The agreement signed by Saudi Arabia’s central bank to enable local banks to deploy xCurrent for cross-border payments could lead to savings of up to $400 million, according to Moody’s Investor Services.
Ripple signed an agreement with the Saudi Arabian Monetary Authority (SAMA) to create the pilot programme for cross-border payments.
The pilot programme, the first of its kind to be launched by a central bank, allows participating Saudi banks can explore a solution for cross-border transactions using distributed ledger technology (DLT, or blockchain). SAMA and Ripple will also provide programme management, training and other support to banks.
The pilot programme will test the system with a small number of banks and transactions, and allow banks, regulators and technology incubators to learn and adjust before ultimately adopting the technology for a wider use.
“A successful pilot likely will lead Saudi banks to integrate DLT into their existing payment infrastructure, improving payment transparency and efficiency,” Moody’s said in its Credit Outlook, written for research clients.
“Saudi banks will potentially improve their profitability on cross-border transactions by reducing the cost of each transaction, while gaining revenue with higher volume as the customer experience improves with the saving of money and time.”
Moody’s estimates that even a 10% reduction in the cost of completing and managing a cross-border transaction will translate to savings of roughly $200 to $400 million per year system-wide.
Saudi Arabia, like other GCC countries, has a large number of migrant workers who make a large number of low-value transactions when sending remittances to their home countries.

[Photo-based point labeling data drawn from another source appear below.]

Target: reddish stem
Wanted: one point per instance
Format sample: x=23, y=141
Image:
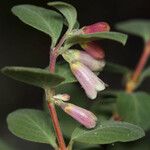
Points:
x=53, y=57
x=56, y=125
x=140, y=66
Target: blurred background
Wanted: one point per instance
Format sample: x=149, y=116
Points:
x=21, y=45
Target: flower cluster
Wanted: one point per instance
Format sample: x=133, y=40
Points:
x=83, y=116
x=83, y=64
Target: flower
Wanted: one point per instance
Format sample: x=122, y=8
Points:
x=94, y=49
x=96, y=27
x=89, y=81
x=63, y=97
x=86, y=59
x=83, y=116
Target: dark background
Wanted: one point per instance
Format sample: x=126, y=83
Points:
x=24, y=46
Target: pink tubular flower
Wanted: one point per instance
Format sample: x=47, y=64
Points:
x=94, y=49
x=63, y=97
x=86, y=59
x=96, y=27
x=83, y=116
x=89, y=81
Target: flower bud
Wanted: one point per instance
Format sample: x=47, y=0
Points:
x=63, y=97
x=86, y=59
x=94, y=49
x=89, y=81
x=83, y=116
x=96, y=27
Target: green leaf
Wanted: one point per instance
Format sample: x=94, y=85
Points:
x=5, y=146
x=116, y=68
x=47, y=21
x=108, y=132
x=139, y=27
x=65, y=71
x=134, y=108
x=67, y=10
x=33, y=125
x=145, y=74
x=34, y=76
x=116, y=36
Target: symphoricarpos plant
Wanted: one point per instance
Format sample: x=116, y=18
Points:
x=78, y=112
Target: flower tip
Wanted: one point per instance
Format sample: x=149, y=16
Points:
x=96, y=27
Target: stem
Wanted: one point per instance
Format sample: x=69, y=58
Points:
x=54, y=54
x=51, y=106
x=131, y=84
x=56, y=126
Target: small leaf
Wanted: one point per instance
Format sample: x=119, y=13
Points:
x=48, y=21
x=34, y=76
x=116, y=36
x=67, y=10
x=116, y=68
x=134, y=108
x=33, y=125
x=139, y=27
x=145, y=74
x=65, y=71
x=108, y=132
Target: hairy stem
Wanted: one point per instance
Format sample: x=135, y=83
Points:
x=131, y=84
x=51, y=106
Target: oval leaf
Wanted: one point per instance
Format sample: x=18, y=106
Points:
x=68, y=11
x=32, y=125
x=134, y=108
x=5, y=146
x=48, y=21
x=108, y=132
x=139, y=27
x=116, y=36
x=34, y=76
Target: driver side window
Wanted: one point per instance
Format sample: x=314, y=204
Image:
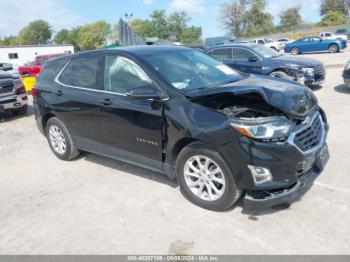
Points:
x=122, y=74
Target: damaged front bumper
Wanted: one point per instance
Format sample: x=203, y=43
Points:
x=259, y=200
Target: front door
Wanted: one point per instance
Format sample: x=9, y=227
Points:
x=76, y=98
x=131, y=128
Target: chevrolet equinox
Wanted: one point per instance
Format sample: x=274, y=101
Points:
x=174, y=110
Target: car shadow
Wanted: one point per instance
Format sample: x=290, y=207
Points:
x=342, y=89
x=130, y=169
x=9, y=116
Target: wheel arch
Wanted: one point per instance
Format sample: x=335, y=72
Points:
x=46, y=118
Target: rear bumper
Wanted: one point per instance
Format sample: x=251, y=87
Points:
x=13, y=102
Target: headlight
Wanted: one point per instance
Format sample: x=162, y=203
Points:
x=308, y=71
x=272, y=128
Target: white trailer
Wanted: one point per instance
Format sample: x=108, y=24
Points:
x=20, y=55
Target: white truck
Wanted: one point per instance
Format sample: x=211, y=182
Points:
x=331, y=36
x=269, y=43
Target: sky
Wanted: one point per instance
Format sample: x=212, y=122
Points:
x=15, y=14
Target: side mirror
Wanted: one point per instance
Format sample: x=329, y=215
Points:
x=253, y=59
x=7, y=67
x=145, y=93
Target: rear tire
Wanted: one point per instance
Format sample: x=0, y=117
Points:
x=295, y=51
x=60, y=141
x=205, y=179
x=333, y=48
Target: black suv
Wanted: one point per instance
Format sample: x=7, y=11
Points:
x=180, y=112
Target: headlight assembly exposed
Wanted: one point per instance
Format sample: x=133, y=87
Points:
x=272, y=128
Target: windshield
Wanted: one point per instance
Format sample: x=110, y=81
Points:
x=188, y=69
x=265, y=51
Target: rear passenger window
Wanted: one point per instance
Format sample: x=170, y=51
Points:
x=122, y=74
x=83, y=72
x=222, y=54
x=242, y=54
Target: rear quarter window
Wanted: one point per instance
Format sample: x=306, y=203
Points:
x=84, y=72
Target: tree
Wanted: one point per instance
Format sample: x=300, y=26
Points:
x=37, y=32
x=232, y=16
x=191, y=35
x=290, y=18
x=257, y=20
x=341, y=6
x=10, y=40
x=63, y=37
x=177, y=23
x=160, y=24
x=333, y=18
x=93, y=36
x=143, y=28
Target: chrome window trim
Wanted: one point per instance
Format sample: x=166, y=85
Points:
x=82, y=88
x=319, y=145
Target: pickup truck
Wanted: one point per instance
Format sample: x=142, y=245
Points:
x=277, y=46
x=34, y=68
x=331, y=36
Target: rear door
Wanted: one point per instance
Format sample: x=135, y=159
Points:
x=131, y=128
x=78, y=98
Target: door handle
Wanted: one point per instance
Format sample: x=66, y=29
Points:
x=59, y=93
x=106, y=102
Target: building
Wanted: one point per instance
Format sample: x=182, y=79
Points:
x=20, y=55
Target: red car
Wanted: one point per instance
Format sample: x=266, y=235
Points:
x=35, y=68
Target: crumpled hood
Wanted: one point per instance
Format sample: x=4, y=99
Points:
x=301, y=61
x=288, y=96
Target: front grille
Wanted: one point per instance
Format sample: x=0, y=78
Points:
x=310, y=137
x=6, y=89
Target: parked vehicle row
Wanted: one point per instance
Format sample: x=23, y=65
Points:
x=13, y=96
x=175, y=110
x=261, y=60
x=315, y=44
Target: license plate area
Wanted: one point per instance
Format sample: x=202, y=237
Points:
x=323, y=157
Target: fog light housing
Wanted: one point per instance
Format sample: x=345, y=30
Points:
x=260, y=175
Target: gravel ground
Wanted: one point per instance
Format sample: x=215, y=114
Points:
x=94, y=205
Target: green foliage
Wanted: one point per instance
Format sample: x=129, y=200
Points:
x=172, y=27
x=290, y=18
x=62, y=37
x=92, y=36
x=333, y=18
x=257, y=20
x=10, y=40
x=37, y=32
x=339, y=6
x=143, y=28
x=191, y=35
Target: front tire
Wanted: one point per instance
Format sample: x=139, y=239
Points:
x=60, y=141
x=333, y=48
x=205, y=179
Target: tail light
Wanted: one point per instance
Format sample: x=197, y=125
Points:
x=34, y=91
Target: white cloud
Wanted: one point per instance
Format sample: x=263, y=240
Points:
x=148, y=2
x=15, y=14
x=190, y=6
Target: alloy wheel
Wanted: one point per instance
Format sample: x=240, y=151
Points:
x=57, y=140
x=204, y=178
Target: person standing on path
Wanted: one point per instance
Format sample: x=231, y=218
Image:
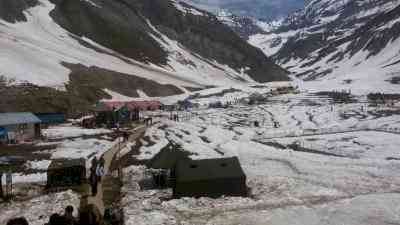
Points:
x=93, y=176
x=100, y=169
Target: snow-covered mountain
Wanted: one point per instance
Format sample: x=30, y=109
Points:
x=351, y=44
x=158, y=47
x=243, y=26
x=265, y=10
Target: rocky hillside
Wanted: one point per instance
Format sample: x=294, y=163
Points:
x=242, y=26
x=346, y=43
x=162, y=44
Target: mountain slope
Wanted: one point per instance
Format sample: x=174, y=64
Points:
x=258, y=9
x=163, y=41
x=346, y=44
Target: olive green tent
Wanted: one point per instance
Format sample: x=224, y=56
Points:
x=209, y=178
x=66, y=172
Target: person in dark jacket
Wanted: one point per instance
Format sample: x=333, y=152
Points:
x=93, y=180
x=71, y=220
x=1, y=185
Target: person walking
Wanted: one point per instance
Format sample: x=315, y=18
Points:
x=1, y=185
x=69, y=217
x=100, y=169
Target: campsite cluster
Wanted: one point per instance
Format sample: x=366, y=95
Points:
x=216, y=157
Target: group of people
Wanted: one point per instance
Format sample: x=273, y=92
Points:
x=88, y=215
x=55, y=219
x=96, y=173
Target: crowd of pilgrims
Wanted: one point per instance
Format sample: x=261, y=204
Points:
x=89, y=215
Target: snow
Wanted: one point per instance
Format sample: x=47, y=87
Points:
x=195, y=66
x=18, y=178
x=185, y=9
x=33, y=51
x=69, y=130
x=38, y=210
x=38, y=165
x=357, y=186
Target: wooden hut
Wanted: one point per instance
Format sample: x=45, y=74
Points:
x=19, y=127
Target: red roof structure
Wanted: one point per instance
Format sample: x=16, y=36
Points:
x=132, y=105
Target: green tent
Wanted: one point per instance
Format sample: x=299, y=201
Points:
x=209, y=178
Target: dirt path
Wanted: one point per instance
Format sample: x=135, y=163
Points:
x=108, y=158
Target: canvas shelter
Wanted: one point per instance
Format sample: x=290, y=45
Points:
x=66, y=172
x=209, y=178
x=19, y=127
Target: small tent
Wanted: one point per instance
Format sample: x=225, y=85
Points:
x=209, y=178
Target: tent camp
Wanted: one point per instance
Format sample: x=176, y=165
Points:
x=66, y=172
x=19, y=127
x=209, y=178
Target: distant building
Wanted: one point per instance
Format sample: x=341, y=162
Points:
x=112, y=112
x=209, y=178
x=19, y=127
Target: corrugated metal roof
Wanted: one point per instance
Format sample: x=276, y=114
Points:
x=18, y=118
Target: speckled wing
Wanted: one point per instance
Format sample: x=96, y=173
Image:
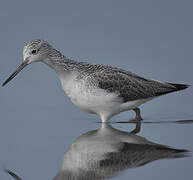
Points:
x=129, y=86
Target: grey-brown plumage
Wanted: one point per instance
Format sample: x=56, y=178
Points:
x=98, y=89
x=129, y=86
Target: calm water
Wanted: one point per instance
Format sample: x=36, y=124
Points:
x=38, y=124
x=148, y=150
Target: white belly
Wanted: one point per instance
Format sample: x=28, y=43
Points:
x=96, y=101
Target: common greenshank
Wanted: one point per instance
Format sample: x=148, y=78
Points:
x=96, y=88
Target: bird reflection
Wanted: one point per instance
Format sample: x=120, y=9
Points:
x=104, y=153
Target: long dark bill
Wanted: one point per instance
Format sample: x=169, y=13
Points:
x=25, y=63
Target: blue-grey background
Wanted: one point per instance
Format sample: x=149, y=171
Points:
x=38, y=123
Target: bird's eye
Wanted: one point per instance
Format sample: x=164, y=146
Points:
x=34, y=51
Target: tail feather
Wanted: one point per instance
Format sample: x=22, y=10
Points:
x=179, y=86
x=173, y=88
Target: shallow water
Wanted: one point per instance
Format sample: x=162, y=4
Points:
x=116, y=150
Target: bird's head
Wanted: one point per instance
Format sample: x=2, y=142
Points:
x=34, y=51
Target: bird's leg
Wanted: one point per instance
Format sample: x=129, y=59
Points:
x=138, y=114
x=137, y=128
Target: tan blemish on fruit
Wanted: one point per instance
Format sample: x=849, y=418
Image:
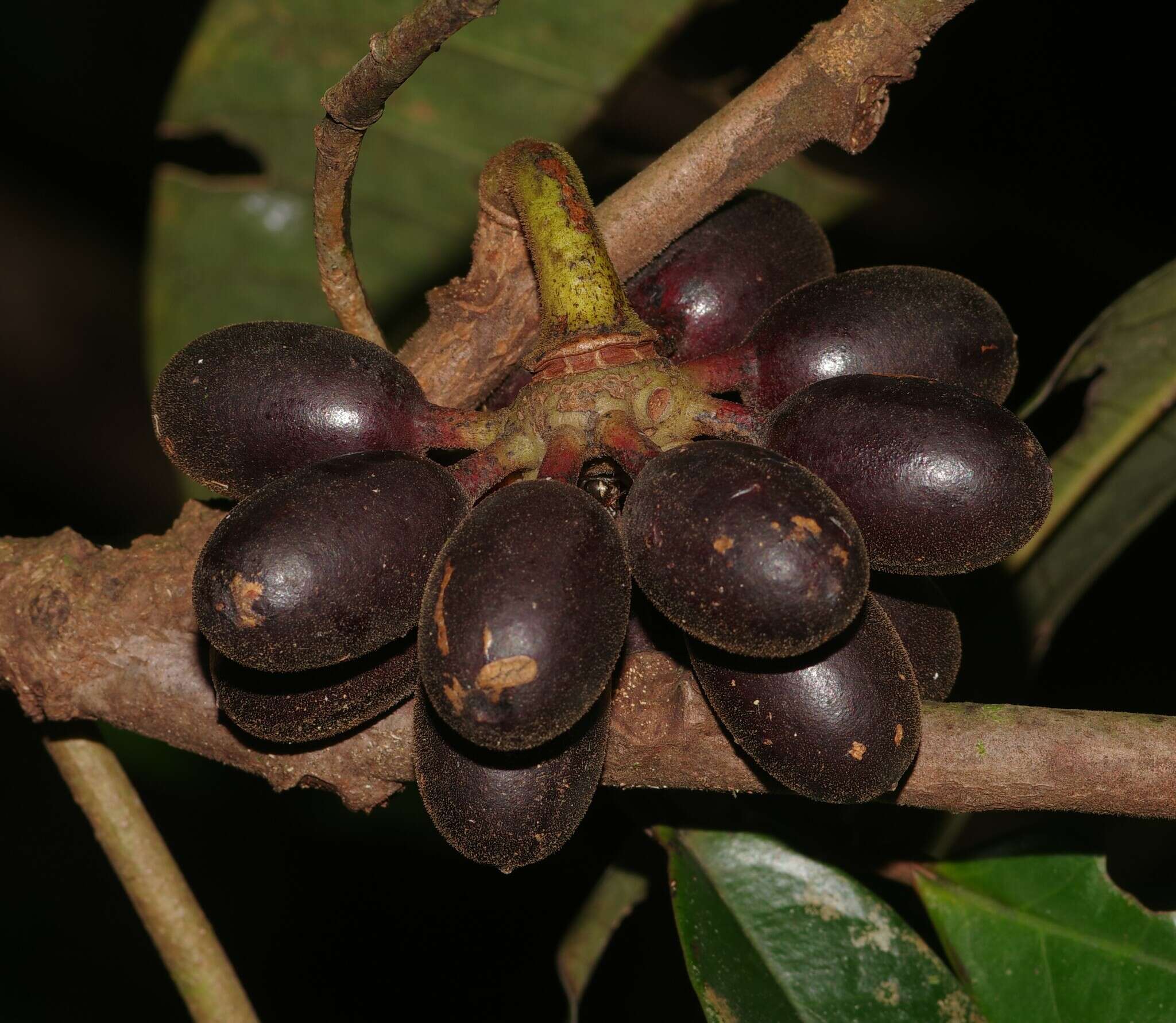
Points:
x=455, y=693
x=803, y=528
x=245, y=594
x=506, y=673
x=439, y=612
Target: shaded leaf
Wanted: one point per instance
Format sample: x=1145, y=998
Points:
x=226, y=250
x=610, y=901
x=826, y=195
x=1046, y=939
x=771, y=935
x=1119, y=469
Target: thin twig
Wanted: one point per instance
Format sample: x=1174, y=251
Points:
x=831, y=86
x=175, y=920
x=88, y=633
x=353, y=106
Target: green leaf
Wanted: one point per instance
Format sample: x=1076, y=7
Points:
x=1119, y=470
x=612, y=900
x=1046, y=939
x=771, y=935
x=225, y=251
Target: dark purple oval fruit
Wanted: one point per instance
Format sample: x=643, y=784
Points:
x=249, y=404
x=507, y=808
x=840, y=725
x=706, y=291
x=895, y=320
x=927, y=626
x=327, y=563
x=524, y=615
x=940, y=481
x=744, y=548
x=316, y=705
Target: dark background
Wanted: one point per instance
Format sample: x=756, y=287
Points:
x=1023, y=156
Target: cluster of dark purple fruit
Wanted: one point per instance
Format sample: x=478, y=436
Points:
x=869, y=435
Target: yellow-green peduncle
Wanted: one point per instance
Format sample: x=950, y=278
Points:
x=581, y=298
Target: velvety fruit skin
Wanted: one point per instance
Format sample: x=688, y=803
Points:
x=940, y=481
x=507, y=809
x=245, y=405
x=927, y=626
x=706, y=291
x=327, y=563
x=840, y=725
x=318, y=705
x=895, y=320
x=744, y=548
x=524, y=615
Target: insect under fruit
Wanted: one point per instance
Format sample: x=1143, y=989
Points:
x=738, y=521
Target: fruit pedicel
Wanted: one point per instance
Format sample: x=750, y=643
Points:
x=867, y=437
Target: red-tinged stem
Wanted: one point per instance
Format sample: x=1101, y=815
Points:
x=622, y=440
x=725, y=419
x=734, y=369
x=564, y=458
x=451, y=428
x=479, y=472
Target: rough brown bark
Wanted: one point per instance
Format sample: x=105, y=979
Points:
x=831, y=86
x=96, y=633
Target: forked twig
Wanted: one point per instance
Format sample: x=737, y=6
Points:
x=353, y=106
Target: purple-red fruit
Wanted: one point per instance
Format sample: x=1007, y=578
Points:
x=707, y=289
x=892, y=320
x=745, y=550
x=927, y=626
x=327, y=563
x=507, y=808
x=524, y=615
x=840, y=725
x=318, y=705
x=940, y=480
x=249, y=404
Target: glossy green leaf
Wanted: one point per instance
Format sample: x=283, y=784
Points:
x=229, y=250
x=772, y=935
x=1119, y=469
x=826, y=195
x=1051, y=940
x=612, y=899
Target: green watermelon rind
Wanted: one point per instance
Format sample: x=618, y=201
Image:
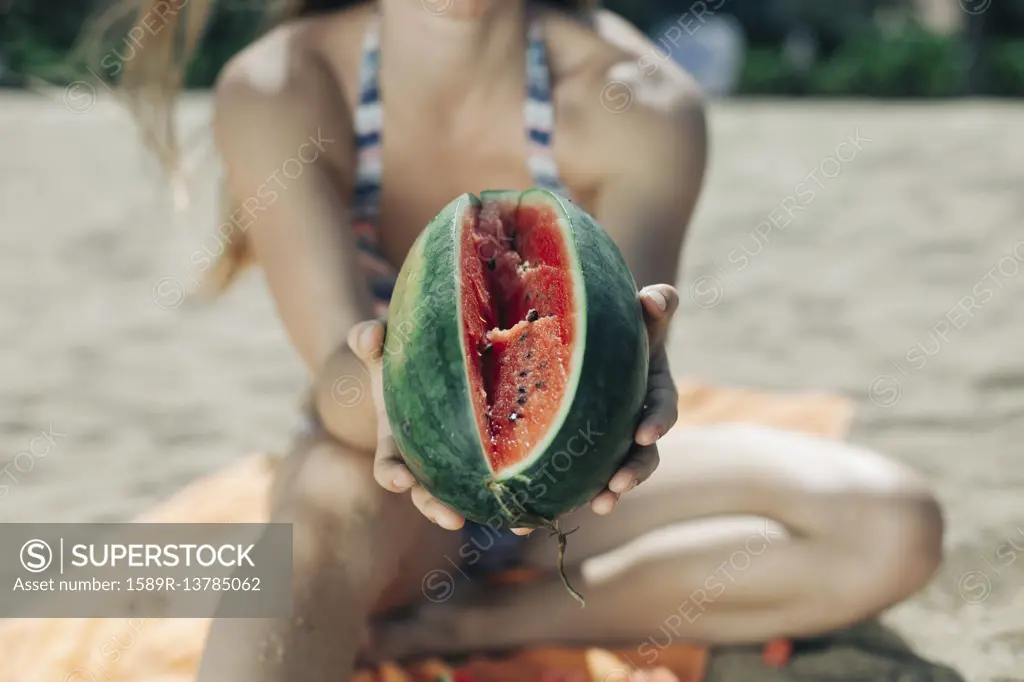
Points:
x=427, y=396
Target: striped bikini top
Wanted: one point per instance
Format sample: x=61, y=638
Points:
x=540, y=117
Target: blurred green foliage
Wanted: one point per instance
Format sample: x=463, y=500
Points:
x=857, y=51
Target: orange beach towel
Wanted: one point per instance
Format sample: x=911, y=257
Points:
x=169, y=650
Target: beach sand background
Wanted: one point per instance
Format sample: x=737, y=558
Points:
x=858, y=287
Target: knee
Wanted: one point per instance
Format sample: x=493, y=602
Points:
x=898, y=547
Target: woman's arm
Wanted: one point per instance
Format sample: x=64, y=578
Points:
x=285, y=133
x=656, y=159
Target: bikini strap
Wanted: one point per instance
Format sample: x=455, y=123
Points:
x=540, y=111
x=366, y=200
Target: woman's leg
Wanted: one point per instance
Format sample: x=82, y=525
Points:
x=742, y=535
x=357, y=549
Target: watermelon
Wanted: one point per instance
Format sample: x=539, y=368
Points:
x=515, y=359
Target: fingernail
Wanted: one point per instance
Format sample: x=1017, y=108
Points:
x=367, y=337
x=449, y=524
x=658, y=299
x=402, y=480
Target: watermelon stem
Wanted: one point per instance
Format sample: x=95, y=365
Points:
x=561, y=559
x=530, y=520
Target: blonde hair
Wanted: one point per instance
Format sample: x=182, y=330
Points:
x=165, y=36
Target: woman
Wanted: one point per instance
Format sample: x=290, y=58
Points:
x=835, y=534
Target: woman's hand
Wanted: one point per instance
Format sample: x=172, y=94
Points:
x=660, y=408
x=367, y=341
x=659, y=303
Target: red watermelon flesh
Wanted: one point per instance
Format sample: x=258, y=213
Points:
x=517, y=304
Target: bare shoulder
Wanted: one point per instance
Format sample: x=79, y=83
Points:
x=284, y=89
x=613, y=89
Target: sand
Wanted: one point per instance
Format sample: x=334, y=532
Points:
x=883, y=268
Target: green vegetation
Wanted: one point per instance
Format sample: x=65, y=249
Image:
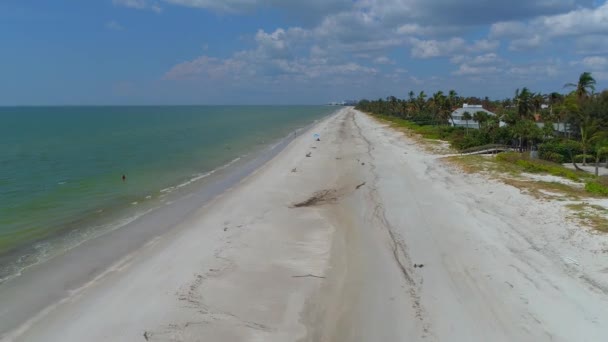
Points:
x=592, y=215
x=540, y=166
x=560, y=126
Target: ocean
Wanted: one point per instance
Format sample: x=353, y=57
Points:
x=61, y=168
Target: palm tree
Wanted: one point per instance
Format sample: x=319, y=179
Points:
x=420, y=101
x=524, y=102
x=585, y=85
x=466, y=116
x=589, y=133
x=481, y=117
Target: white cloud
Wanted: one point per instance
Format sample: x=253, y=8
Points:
x=114, y=26
x=139, y=4
x=538, y=31
x=453, y=46
x=595, y=62
x=383, y=60
x=468, y=70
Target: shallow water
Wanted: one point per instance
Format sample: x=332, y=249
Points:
x=61, y=167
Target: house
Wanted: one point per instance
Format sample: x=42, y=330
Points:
x=457, y=115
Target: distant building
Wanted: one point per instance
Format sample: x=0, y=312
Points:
x=458, y=121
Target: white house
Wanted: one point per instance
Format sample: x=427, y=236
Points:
x=458, y=121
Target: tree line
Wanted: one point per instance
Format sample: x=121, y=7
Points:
x=562, y=126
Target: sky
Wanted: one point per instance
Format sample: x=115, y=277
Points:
x=165, y=52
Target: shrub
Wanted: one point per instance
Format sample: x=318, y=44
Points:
x=561, y=147
x=596, y=188
x=509, y=157
x=536, y=165
x=579, y=158
x=552, y=157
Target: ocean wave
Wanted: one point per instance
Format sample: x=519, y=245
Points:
x=199, y=176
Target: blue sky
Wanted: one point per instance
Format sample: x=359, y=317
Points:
x=292, y=52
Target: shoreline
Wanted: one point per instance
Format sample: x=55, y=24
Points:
x=89, y=258
x=361, y=236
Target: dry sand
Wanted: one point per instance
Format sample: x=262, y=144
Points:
x=368, y=239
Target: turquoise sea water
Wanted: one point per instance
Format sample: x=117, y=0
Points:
x=61, y=167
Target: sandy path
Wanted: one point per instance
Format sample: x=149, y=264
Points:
x=249, y=266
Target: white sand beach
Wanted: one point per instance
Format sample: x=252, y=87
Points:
x=370, y=238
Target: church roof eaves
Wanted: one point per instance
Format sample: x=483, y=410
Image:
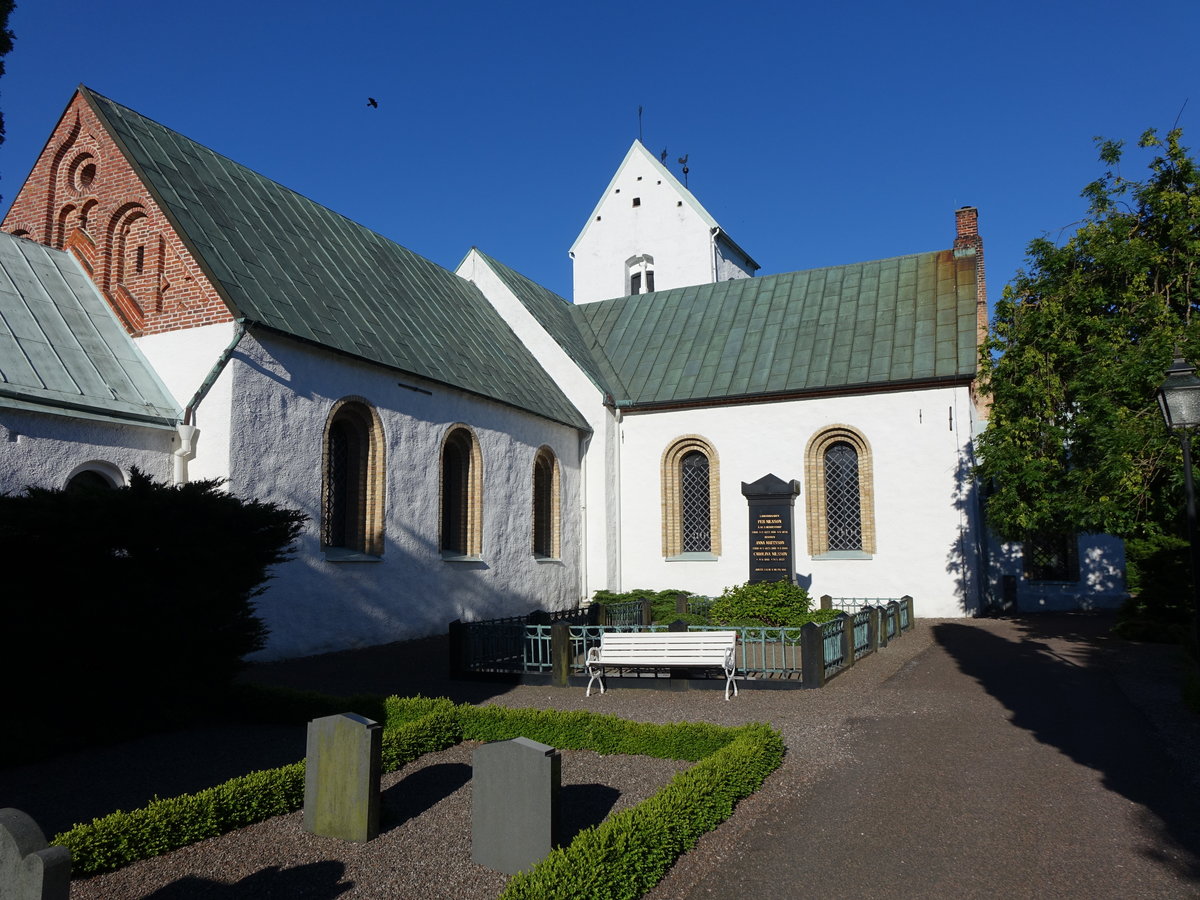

Moody’s said the user of DLT could be of particular value in such situations.
“The World Bank estimates that fees on remittances average a high 7.1% of the transaction volume, and we estimate that cost could fall 50% with DLT,” Moody’s said.
Even with a successful pilot, Moody’s does not expect an imminent widespread use of DLT in cross-border payments, either in Saudi Arabia or globally.
“SAMA is not looking to shake up its financial system, but rather expect DLT solution to act as an intermediary between Saudi Arabia’s banks and global banks in the completion of transactions,” said Moody’s.
It added that last year the Bank of England completed a proof of concept with Ripple, broadly concluding that DLT showed promise at enabling two separate real time gross settlement systems (the infrastructure that allows real time payments within a country or a currency block) to communicate and achieve seamless global interoperability.
“The pilot program will test the system with a small number of banks and transactions, and allow banks, regulators and the technology incubators to learn and adjust before ultimately adopting the technology for a wider use,” it said.